Minggu, 06 Maret 2011

Sadar Diri = Memposisikan Diri

بِسْــــــــمِ اللهِ الرَّحْمَنِالرَّحِيْـــــم


Sebuah catatan sbgai bahan belajar introspeksi


Seperti yang sudah-sudah, tak bisa terdeskripsikan dengan tepat. Apakah ini suatu kebetulan atau memang benar sudah terencana dari-Nya? (versi seorang sahabat, tidak ada yang kebetulan memang ada benarnya, semua sudah diatur dlm skenario-Nya). Akan tetapi, dari setiap peristiwa yang ada, jika menoleh alur regresifnya memang selalu koheren (read: bertalian)dengan fakta yang sebelumnya.

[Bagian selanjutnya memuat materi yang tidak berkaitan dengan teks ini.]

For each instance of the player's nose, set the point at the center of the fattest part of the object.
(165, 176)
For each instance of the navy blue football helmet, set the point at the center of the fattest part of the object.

Sebuah pertemuan yang ntah disengaja atau tidak, toh akal manusia yang mampu menggerakkan atas izin Illahi Robbi. Jika pada akhirnya yg terjadi adalah sesuatu di luar harapan, biarlah menjadi sebuah catatan & pembelajaran lagi. Sekilas, setelah membaca catatan dari seorang sahabat, telah cukup sebagai bukti pembelajaran hidup. Catatan seorang sahabat yang sekilas juga telah mengingatkan tentang peristiwa yang serupa. Kira-kira lima tahun yang lalu, saya pun pernah mendapatkan lontaran kata kotor & hina dari seseorang yang tdk pernah saya kenal. Tak tahu maksud yang mengirimkan kata2 itu seperti apa? Seperti disambar petir di saat hati sedang kalut “ ibarat sudah jatuh tertimpa tangga juga”. Dari semua wacana itu, saya hanya bisa menyimpulkan, ohhhh saya tahu kausalitasnya sekarang, risiko yang harus saya hadapi, tetap hanya Dia (ALLAH SWT.) yang lebih tau kebenarannya. Hanya itu yang terpikir saat itu. Sempat terbawa emosi, bagaimana mungkin orang yang tidak saya kenal sama sekali bisa mengirimkan kalimat kotor via pesan singkat yang seperti itu? Ya, hanya bisa meneteskan air mata seketika. Hanya bisa mendoakan semoga tetap dalam lindungan-Nya. Toh, pada akhirnya juga sama, meminta maaf dengan sendirinya tanpa harus saya minta krn saya pun sdh belajar ikhlas utk memberikan maaf wlpun awalnya terasa sulit. Mereka yang menghampiri & mencari krn dari awal memang bukan saya yang memulai. Sampai sekarang pun, saya tidak berharap keusilan tingkah mereka menghampiri lagi. Cukup sekian dengan ucapan terima kasih.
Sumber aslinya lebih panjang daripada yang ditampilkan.